Zurrell Loriez submitted a sample of his book to a traditional publisher and, after seven days, they sent him a contract, extending him the opportunity to become published. Due to the harsh terms of the contract and the illegitimate standing of the publisher, Zurrell declined the offer. Knowing now that a traditional publisher was willing to sign him, he had gained confidence in his work.
In December 2004, Zurrell received five hundred dollars from his mother to publish his own work so he could retain the rights to it. After submitting his work to Iuniverse, a subsidiary of Barnes and Noble, Nothing Good Lasts Forever was released in February 2005.
In Nothing Good Lasts Forever, Mya—by fate—becomes the princess of a post-United States empire that emerged from the ashes of an unprecedented civil war.

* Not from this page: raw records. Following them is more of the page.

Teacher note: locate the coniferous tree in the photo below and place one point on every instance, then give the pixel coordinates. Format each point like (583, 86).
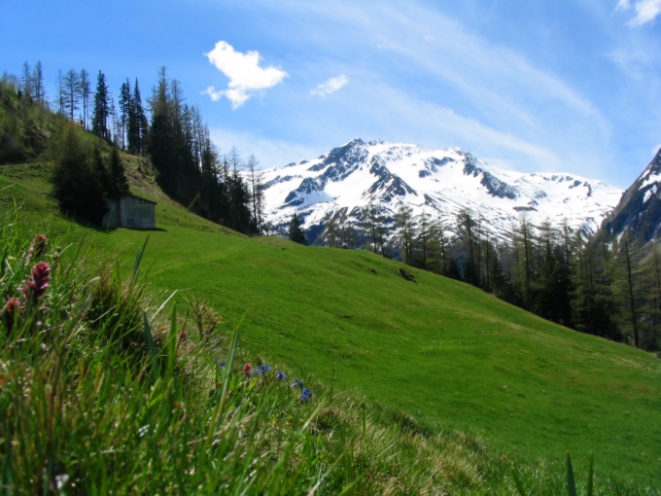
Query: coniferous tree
(101, 108)
(138, 125)
(71, 93)
(124, 113)
(466, 229)
(27, 82)
(256, 194)
(38, 82)
(77, 186)
(120, 183)
(84, 87)
(405, 232)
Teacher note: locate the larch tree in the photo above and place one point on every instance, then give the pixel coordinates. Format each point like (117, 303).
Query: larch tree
(101, 108)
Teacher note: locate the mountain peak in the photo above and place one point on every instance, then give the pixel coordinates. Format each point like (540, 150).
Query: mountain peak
(439, 182)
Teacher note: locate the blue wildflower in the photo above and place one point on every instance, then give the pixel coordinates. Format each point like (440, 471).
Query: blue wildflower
(306, 394)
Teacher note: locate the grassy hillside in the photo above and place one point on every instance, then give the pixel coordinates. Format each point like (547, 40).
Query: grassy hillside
(435, 350)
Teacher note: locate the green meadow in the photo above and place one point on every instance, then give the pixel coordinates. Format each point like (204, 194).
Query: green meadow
(435, 355)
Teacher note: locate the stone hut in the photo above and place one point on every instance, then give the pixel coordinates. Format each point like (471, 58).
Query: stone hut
(131, 212)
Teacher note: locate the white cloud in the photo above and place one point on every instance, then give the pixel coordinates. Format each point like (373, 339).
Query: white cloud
(268, 152)
(646, 10)
(330, 86)
(244, 73)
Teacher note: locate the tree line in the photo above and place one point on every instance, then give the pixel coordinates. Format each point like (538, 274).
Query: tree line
(172, 134)
(567, 276)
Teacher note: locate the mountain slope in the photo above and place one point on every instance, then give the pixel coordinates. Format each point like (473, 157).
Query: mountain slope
(639, 212)
(438, 182)
(440, 350)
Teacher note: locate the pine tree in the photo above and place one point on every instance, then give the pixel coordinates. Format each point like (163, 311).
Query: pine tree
(120, 183)
(38, 81)
(71, 93)
(405, 232)
(77, 185)
(256, 193)
(101, 108)
(138, 125)
(296, 232)
(84, 86)
(124, 113)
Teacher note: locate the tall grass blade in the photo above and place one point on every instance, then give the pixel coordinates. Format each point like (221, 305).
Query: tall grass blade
(151, 346)
(571, 483)
(7, 481)
(172, 342)
(138, 259)
(226, 380)
(591, 476)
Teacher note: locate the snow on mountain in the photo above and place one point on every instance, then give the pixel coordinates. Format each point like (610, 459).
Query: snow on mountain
(639, 211)
(440, 182)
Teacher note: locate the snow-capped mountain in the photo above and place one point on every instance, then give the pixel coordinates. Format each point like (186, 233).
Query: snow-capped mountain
(639, 212)
(440, 182)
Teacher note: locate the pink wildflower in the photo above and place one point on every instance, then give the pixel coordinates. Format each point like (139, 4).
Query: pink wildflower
(247, 369)
(39, 244)
(36, 286)
(11, 310)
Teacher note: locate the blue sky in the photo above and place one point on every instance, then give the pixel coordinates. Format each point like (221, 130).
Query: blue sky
(568, 85)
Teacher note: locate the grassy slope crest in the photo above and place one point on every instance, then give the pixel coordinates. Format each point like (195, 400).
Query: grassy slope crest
(437, 349)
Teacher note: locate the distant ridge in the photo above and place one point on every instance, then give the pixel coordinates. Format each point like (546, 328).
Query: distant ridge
(440, 182)
(638, 214)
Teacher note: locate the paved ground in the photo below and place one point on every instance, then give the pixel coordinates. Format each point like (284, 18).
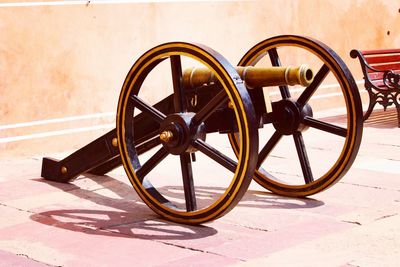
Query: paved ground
(100, 221)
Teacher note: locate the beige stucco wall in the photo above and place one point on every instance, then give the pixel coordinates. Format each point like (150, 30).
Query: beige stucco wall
(61, 61)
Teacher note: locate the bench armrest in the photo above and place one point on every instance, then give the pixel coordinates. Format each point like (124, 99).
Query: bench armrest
(392, 80)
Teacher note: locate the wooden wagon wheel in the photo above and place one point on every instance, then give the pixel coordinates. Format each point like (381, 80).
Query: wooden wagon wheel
(298, 126)
(174, 138)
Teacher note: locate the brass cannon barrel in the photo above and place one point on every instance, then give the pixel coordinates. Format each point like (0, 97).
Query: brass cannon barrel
(254, 76)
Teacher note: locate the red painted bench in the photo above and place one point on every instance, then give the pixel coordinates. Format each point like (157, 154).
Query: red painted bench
(381, 69)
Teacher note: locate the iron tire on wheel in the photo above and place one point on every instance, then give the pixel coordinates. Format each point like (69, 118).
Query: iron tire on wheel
(235, 93)
(333, 64)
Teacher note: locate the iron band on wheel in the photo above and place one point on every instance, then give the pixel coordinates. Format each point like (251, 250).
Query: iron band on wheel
(183, 131)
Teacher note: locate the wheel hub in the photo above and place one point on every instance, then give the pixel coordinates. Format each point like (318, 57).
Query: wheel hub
(289, 116)
(177, 133)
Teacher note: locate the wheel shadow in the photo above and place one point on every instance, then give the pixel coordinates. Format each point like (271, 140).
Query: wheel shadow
(126, 216)
(379, 119)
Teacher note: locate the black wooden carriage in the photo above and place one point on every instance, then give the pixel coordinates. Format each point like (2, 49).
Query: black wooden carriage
(219, 115)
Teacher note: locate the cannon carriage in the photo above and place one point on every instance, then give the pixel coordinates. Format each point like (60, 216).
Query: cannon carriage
(191, 148)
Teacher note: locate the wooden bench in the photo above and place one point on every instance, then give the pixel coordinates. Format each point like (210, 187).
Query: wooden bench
(381, 69)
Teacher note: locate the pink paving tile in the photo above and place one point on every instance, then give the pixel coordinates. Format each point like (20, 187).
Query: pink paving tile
(92, 247)
(10, 260)
(201, 260)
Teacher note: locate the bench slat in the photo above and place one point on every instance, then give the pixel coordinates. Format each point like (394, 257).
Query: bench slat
(383, 59)
(381, 51)
(394, 67)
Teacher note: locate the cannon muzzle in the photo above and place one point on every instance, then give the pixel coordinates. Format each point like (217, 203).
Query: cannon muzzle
(254, 76)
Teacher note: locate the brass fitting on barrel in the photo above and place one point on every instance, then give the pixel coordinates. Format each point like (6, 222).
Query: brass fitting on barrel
(254, 76)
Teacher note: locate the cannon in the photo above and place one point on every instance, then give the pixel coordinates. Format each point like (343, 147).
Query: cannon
(192, 131)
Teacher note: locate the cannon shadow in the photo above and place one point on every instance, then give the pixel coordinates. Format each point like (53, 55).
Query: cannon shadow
(128, 217)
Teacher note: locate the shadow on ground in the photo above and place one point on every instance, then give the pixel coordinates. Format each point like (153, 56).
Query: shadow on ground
(128, 217)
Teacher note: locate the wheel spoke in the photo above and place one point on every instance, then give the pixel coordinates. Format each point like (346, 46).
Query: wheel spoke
(149, 144)
(268, 147)
(276, 62)
(323, 126)
(188, 185)
(216, 155)
(302, 154)
(179, 94)
(151, 163)
(310, 90)
(153, 112)
(219, 100)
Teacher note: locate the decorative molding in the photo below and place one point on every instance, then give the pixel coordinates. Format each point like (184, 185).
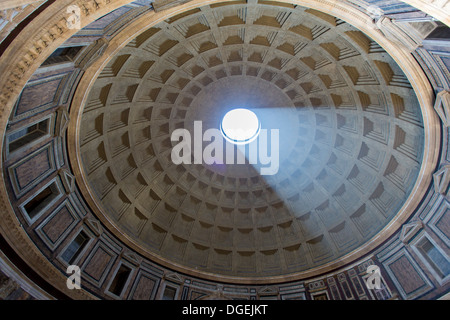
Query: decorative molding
(442, 107)
(441, 180)
(409, 230)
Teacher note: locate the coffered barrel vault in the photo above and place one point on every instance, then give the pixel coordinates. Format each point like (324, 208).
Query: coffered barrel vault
(362, 174)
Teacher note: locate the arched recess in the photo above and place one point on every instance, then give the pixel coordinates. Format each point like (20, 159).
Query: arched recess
(49, 30)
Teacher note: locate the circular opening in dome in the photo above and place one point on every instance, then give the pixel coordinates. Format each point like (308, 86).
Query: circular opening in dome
(240, 126)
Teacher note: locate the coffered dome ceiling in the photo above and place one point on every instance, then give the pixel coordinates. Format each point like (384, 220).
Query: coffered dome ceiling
(351, 138)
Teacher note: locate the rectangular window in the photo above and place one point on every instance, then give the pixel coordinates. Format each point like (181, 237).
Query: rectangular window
(27, 135)
(434, 257)
(169, 293)
(119, 281)
(74, 249)
(41, 200)
(62, 55)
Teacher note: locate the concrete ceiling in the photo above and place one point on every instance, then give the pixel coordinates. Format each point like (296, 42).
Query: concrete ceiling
(350, 126)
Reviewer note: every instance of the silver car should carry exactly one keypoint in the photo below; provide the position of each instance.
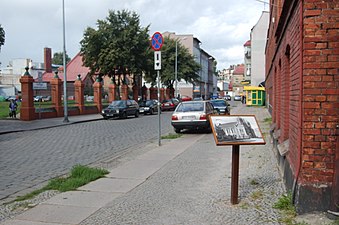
(193, 115)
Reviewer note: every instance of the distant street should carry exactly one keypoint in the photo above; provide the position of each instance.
(30, 158)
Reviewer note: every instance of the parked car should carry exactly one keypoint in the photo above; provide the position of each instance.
(169, 104)
(148, 106)
(237, 98)
(38, 98)
(221, 106)
(121, 109)
(228, 97)
(12, 97)
(185, 98)
(197, 99)
(46, 98)
(192, 115)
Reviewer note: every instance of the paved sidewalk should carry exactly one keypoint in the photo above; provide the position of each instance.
(17, 125)
(184, 181)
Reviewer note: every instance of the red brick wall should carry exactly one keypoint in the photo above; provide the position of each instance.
(303, 91)
(321, 90)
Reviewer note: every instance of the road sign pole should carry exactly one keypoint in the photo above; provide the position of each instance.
(159, 127)
(235, 174)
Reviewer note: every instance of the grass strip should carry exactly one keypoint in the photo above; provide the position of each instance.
(79, 176)
(171, 136)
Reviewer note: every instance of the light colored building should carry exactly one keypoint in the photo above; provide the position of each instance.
(258, 44)
(206, 86)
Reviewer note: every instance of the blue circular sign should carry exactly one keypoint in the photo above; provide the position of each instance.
(157, 41)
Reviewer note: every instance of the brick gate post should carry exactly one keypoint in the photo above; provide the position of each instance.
(135, 89)
(56, 92)
(112, 94)
(97, 88)
(124, 92)
(144, 92)
(27, 110)
(79, 94)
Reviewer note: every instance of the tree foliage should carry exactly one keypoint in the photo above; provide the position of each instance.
(58, 58)
(187, 67)
(118, 45)
(2, 36)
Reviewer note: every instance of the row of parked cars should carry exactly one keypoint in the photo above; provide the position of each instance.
(187, 114)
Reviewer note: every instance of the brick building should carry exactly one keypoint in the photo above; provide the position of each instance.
(302, 84)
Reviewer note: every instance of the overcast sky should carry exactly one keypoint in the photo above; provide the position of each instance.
(223, 26)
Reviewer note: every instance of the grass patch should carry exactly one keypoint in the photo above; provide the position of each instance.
(256, 195)
(79, 176)
(254, 182)
(171, 136)
(285, 205)
(268, 120)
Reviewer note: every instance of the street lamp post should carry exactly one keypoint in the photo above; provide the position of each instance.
(64, 64)
(176, 70)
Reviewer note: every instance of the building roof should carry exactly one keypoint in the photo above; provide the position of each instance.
(248, 43)
(239, 70)
(74, 68)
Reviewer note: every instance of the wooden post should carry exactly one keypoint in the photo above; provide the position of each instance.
(97, 86)
(27, 110)
(235, 174)
(56, 89)
(79, 94)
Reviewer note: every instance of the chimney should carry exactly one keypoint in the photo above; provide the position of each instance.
(48, 60)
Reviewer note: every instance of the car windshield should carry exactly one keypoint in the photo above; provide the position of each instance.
(191, 107)
(146, 103)
(118, 104)
(218, 103)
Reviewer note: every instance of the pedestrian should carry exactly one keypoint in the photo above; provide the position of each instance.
(12, 108)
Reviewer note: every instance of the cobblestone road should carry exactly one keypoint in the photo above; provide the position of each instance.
(195, 187)
(28, 159)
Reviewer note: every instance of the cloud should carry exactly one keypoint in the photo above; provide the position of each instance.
(223, 26)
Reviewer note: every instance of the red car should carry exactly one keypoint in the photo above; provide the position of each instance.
(169, 104)
(185, 98)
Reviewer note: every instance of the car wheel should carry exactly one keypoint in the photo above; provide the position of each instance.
(124, 115)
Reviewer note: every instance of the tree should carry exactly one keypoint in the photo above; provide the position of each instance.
(58, 58)
(2, 36)
(188, 68)
(118, 46)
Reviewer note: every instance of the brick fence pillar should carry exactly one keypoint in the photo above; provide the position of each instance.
(56, 92)
(144, 92)
(162, 94)
(97, 88)
(153, 93)
(27, 110)
(124, 92)
(79, 94)
(135, 92)
(112, 94)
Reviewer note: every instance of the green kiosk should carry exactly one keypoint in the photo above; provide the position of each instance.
(255, 95)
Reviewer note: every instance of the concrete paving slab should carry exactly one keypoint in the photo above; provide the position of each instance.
(25, 222)
(82, 199)
(137, 169)
(112, 185)
(57, 214)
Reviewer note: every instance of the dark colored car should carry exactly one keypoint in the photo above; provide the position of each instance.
(228, 97)
(237, 98)
(193, 115)
(148, 106)
(221, 106)
(121, 109)
(169, 104)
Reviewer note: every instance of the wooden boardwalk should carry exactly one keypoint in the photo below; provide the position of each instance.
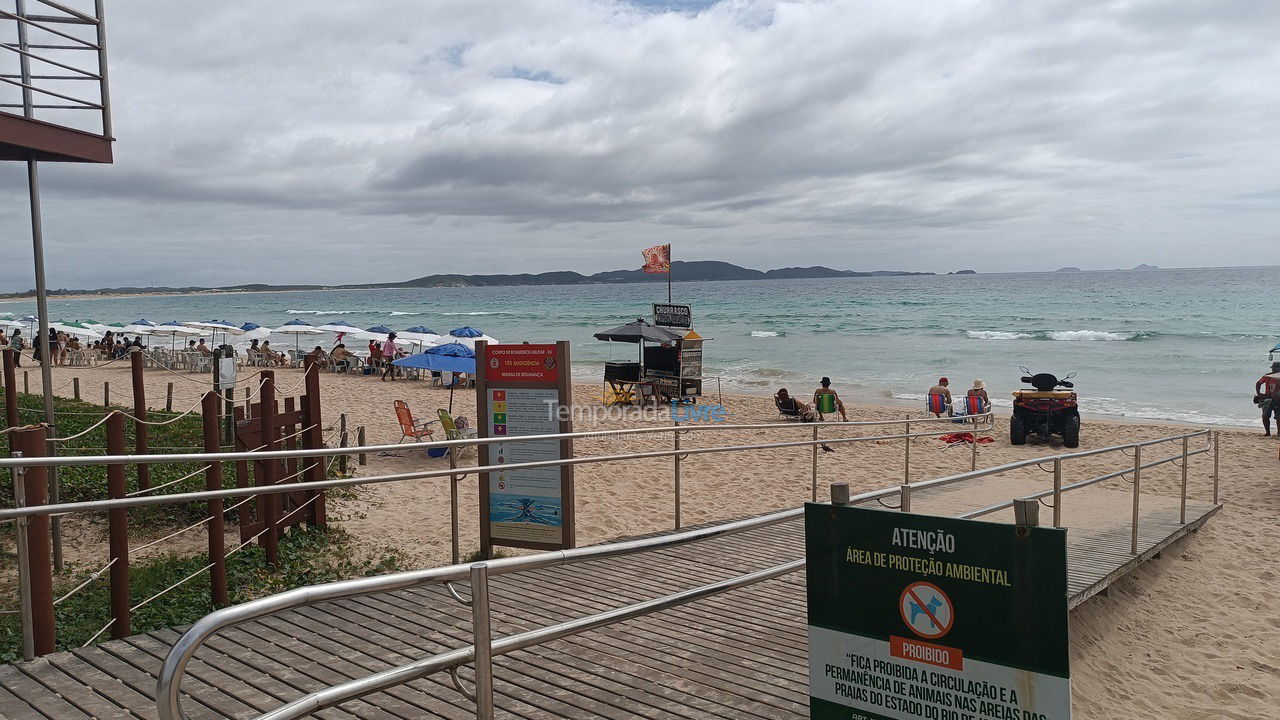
(736, 655)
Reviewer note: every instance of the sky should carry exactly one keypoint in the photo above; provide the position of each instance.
(343, 142)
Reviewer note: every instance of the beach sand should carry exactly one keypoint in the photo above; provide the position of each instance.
(1188, 636)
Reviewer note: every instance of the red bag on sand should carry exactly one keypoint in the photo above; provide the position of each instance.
(964, 437)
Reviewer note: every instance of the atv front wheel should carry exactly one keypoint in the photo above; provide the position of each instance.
(1072, 432)
(1016, 431)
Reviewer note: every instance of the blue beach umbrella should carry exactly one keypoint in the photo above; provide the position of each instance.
(448, 358)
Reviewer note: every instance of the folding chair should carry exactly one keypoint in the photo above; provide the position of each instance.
(408, 428)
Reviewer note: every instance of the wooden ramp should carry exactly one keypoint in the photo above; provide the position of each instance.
(736, 655)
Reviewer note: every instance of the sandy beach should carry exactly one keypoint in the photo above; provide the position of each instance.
(1191, 634)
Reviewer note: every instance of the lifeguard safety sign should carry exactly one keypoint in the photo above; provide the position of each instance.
(521, 391)
(914, 616)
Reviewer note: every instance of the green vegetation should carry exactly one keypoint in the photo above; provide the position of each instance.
(307, 556)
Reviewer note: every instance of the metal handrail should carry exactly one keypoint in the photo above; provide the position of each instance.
(483, 650)
(99, 505)
(68, 460)
(168, 701)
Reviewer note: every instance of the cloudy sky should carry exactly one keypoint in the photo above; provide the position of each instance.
(325, 141)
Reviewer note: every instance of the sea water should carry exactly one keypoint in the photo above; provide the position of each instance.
(1162, 345)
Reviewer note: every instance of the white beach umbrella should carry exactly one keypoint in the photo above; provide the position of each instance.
(297, 328)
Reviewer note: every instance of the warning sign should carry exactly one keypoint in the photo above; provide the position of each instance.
(920, 616)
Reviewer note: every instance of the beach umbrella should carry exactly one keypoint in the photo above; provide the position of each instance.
(449, 358)
(297, 328)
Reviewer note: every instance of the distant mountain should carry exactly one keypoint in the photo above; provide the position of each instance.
(681, 270)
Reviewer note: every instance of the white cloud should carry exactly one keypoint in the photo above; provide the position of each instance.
(327, 142)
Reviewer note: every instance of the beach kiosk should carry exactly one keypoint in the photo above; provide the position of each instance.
(627, 382)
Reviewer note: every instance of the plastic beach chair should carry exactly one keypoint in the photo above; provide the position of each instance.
(937, 404)
(408, 428)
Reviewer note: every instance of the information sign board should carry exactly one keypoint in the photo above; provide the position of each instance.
(922, 616)
(521, 391)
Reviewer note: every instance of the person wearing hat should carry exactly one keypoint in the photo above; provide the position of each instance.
(979, 390)
(1266, 395)
(941, 388)
(826, 400)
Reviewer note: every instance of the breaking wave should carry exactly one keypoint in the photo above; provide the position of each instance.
(1061, 336)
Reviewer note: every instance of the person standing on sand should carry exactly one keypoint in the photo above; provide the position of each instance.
(1267, 393)
(388, 355)
(828, 404)
(941, 388)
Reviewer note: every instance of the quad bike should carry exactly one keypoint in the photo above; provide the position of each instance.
(1046, 410)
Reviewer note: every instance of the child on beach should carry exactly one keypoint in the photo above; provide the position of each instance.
(827, 400)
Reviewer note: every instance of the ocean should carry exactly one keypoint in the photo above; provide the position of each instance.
(1161, 345)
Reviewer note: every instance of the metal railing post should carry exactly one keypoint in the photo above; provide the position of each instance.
(1057, 492)
(906, 465)
(483, 639)
(1216, 442)
(19, 500)
(1137, 490)
(453, 497)
(1182, 514)
(813, 479)
(676, 466)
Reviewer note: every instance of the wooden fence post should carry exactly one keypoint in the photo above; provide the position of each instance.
(118, 531)
(214, 481)
(342, 442)
(140, 414)
(35, 478)
(10, 396)
(269, 502)
(314, 438)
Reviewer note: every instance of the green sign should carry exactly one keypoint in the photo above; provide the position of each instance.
(914, 616)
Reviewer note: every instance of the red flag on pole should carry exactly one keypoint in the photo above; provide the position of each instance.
(657, 259)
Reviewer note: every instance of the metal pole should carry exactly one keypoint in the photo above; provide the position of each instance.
(453, 493)
(19, 500)
(813, 459)
(1137, 488)
(1057, 492)
(676, 463)
(1182, 516)
(1216, 443)
(46, 363)
(906, 466)
(483, 639)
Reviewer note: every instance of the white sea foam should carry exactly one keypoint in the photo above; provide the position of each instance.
(997, 335)
(1089, 336)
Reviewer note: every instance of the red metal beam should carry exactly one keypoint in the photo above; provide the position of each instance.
(23, 139)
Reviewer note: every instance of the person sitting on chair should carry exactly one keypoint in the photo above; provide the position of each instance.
(827, 400)
(792, 408)
(941, 388)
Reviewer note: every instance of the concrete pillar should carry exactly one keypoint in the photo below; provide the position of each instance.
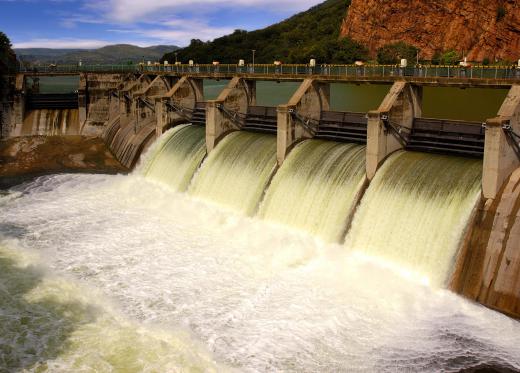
(400, 106)
(309, 100)
(500, 158)
(83, 98)
(236, 97)
(251, 88)
(19, 105)
(185, 93)
(127, 104)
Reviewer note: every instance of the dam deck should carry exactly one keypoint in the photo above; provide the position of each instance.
(464, 77)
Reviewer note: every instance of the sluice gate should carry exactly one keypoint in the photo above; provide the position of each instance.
(261, 119)
(326, 149)
(343, 126)
(198, 115)
(36, 101)
(447, 136)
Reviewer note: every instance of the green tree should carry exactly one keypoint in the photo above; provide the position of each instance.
(391, 53)
(450, 58)
(7, 56)
(314, 33)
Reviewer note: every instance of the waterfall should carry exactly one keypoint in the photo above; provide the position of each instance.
(317, 188)
(177, 156)
(51, 122)
(415, 212)
(236, 173)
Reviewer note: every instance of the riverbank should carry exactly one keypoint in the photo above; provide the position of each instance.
(23, 158)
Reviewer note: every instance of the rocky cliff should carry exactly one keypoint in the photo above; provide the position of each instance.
(480, 28)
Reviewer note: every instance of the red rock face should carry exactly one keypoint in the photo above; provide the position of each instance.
(473, 27)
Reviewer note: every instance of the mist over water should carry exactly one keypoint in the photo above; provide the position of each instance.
(130, 275)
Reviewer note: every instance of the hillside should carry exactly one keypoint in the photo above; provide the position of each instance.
(484, 30)
(119, 53)
(313, 33)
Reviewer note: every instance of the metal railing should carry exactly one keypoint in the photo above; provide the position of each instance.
(365, 71)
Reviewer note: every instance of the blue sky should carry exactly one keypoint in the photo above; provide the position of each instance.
(95, 23)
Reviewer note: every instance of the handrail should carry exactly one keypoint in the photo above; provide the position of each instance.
(333, 70)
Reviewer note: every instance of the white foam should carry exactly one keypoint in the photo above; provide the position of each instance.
(257, 296)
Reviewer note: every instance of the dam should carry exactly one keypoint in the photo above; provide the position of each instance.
(286, 235)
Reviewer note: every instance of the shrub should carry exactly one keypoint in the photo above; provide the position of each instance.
(501, 13)
(391, 53)
(450, 58)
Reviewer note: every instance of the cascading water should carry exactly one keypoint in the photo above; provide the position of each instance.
(133, 277)
(177, 157)
(52, 122)
(416, 210)
(237, 171)
(316, 188)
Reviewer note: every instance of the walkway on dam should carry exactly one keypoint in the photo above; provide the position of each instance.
(477, 76)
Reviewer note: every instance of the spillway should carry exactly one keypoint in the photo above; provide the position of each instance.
(316, 188)
(237, 172)
(177, 157)
(51, 122)
(415, 212)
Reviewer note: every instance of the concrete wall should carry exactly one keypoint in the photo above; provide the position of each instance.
(126, 99)
(309, 100)
(400, 106)
(95, 95)
(236, 98)
(489, 270)
(18, 112)
(500, 158)
(185, 93)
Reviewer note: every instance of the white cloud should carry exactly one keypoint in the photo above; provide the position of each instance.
(177, 31)
(135, 10)
(67, 43)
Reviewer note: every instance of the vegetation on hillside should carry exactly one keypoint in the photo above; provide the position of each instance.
(391, 53)
(7, 56)
(310, 34)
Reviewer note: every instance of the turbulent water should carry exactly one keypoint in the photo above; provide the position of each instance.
(51, 122)
(237, 172)
(316, 188)
(415, 212)
(177, 156)
(132, 276)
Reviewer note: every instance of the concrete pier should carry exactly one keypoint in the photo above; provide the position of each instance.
(501, 155)
(389, 125)
(309, 100)
(227, 112)
(183, 95)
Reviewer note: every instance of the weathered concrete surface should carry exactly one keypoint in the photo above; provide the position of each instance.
(235, 98)
(132, 128)
(490, 269)
(309, 100)
(185, 93)
(500, 158)
(126, 98)
(23, 157)
(51, 122)
(401, 105)
(18, 112)
(97, 97)
(144, 100)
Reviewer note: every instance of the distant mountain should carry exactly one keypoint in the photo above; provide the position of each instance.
(310, 34)
(118, 53)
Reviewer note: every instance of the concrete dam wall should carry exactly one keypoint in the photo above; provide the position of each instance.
(436, 198)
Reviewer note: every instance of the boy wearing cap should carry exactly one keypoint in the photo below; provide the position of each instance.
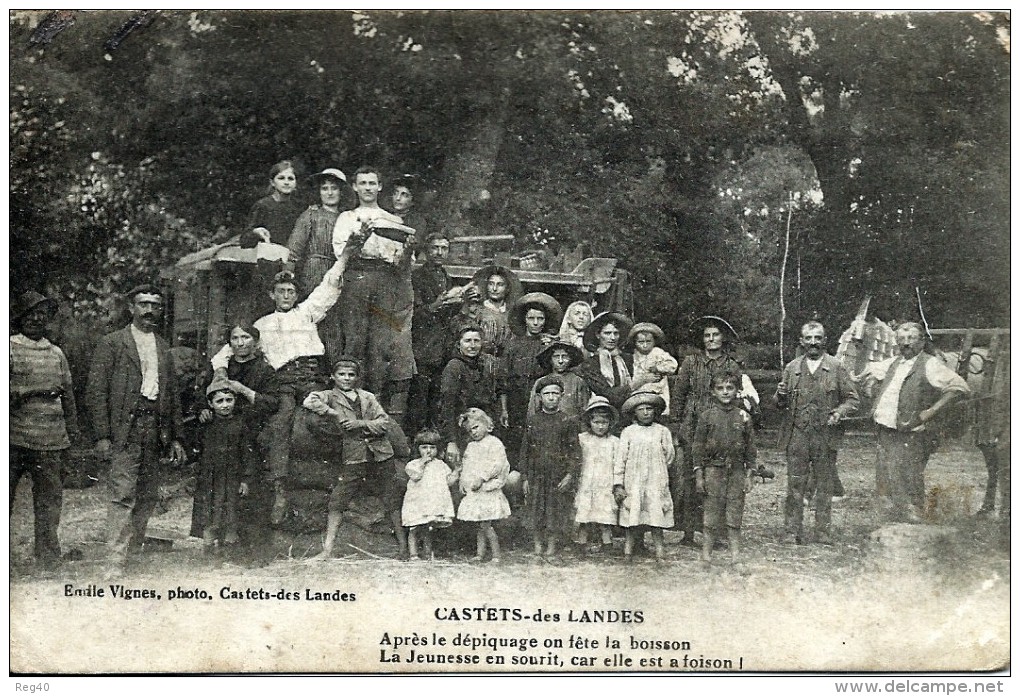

That same fate causes her to lose the only thing that ever mattered to her: Her childhood lover who mysteriously vanished after they were taken captive in the war. He is thought to be dead, but Mya is ultimately forced to rethink the fate of her lost lover when her kingdom is attacked by a mysterious rebel group, whose rumored name is SERENITY.
Zurrell Loriez is twenty-one years old now and is working on both the sequel and prequel to his first novel. He also has another poetry book planned for release sometime soon.